Microsoft CEO: Not enough electricity for all AI GPUs in inventory (www.tomshardware.com)

🤖 AI Summary
Microsoft CEO Satya Nadella told a podcast that the AI industry’s current bottleneck isn’t a surplus of GPUs but insufficient power and data‑center “warm shells” to actually deploy them. He said Microsoft has AI accelerators sitting in inventory that it can’t plug in because buildings lack the necessary power, cooling and infrastructure. That reframes the compute shortage narrative: even as Nvidia ramped GPU supply, scaling AI now depends on large, reliable electricity and facility buildouts — a constraint that’s prompting calls for massive new generation (OpenAI wants 100 GW/year) and interest in small modular reactors and other big energy projects. The technical and market implications are significant. “Shells” are empty data‑center buildings provisioned with power and water; without them, raw GPUs and racks can’t be energized.
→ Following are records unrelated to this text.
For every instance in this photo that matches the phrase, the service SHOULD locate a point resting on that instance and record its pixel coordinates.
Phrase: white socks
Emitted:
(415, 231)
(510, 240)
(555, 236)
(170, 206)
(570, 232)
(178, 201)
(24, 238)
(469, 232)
The power demand also raises policy and cost issues (higher consumer bills, geopolitical implications where China’s hydro and nuclear capacity give it an edge). At the same time, OpenAI’s Sam Altman noted a future where highly distilled, quantized models could run locally on low‑power consumer devices (e.g., aggressive 4‑bit models), which would lessen inference demand on large clusters — though high‑precision training and premium inference would likely keep centralized data centers relevant. Together these trends complicate billion‑dollar datacenter bets and reshape how the AI economy must plan for energy, cooling and supply chain realities.